116 3rd St SE
Cedar Rapids, Iowa 52401
Flood impacts fair housing study
Steve Gravelle
Jan. 12, 2010 11:54 am
The loss of hundreds of rental units to the 2008 flood will be felt in the city's latest fair housing study, but how?
“We know the flood had an impact,” said James Gilleylen. “What we'll be looking for are, are there any public policy issues or ways to better addressed the problems caused by the flood?”
Gilleylen, president of J-Quad Planning Group of Addison, Texas, was hired by the city to conduct an analysis of impediments to fair housing. He began gathering information for the study, required by the federal government to be conducted every five years, Tuesday in a series of meetings at the African American Museum of Iowa.
About a dozen landlords, developers, and others in the real estate business at the day's first session also cited the economy and a not-in-my-back-yard attitude as factors blocking efforts to build new affordable housing in the city.
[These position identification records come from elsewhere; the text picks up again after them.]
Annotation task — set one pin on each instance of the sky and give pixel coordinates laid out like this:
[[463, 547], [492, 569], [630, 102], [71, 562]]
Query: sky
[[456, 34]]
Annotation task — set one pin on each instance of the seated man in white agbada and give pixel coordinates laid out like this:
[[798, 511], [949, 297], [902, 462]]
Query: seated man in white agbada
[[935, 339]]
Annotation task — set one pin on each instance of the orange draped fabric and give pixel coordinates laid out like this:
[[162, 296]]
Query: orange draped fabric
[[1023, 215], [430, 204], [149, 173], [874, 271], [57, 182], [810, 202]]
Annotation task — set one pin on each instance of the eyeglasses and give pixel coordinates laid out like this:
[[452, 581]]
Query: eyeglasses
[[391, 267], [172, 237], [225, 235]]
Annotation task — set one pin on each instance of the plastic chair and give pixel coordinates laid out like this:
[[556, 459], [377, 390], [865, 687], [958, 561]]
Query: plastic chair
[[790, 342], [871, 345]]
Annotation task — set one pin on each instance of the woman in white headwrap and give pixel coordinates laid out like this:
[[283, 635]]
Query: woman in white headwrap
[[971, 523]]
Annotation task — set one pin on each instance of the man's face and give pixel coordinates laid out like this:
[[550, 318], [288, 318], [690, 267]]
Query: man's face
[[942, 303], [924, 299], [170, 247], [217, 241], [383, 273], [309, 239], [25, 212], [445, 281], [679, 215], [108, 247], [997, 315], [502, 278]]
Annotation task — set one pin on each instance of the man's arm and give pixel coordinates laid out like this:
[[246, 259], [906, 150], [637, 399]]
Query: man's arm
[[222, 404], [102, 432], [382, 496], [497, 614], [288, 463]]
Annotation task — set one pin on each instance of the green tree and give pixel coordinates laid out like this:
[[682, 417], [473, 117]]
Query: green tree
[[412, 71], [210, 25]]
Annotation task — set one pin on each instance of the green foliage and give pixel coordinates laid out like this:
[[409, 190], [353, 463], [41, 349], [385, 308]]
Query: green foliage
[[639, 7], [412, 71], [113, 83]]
But flood recovery seems a major complication to virtually every “conventional” factor discussed.
“We probably didn't have enough (affordable single-family housing) to begin with,” said Mari Davis, a rental property owner and manager and organizer of Flood Impacted Landlords (FILL). “There's a lot that's just sitting, because of inaction on the part of the city.”
It's also difficult to deal with trouble-making tenants - often the children of otherwise reliable renters - while living up to fair housing rules, Davis said.
“That landlord is in a position of, what do you do?” she said.
Comments from Tuesday's meetings will be combined with Census demographic information, reports filed by lenders under fair-housing laws, and other data to produce a report in about 90 days, Gilleylen said. The report will identify factors both legal and otherwise that may contribute to fair-housing problems.
Gilleylen said violations of federal housing law, if found, are often more easily remedied than policy issues such as economics, planning and zoning practices, local transit patterns, and other factors.
“In some respects, they are actually the easier ones to address, because they are more cut and dried,” he said.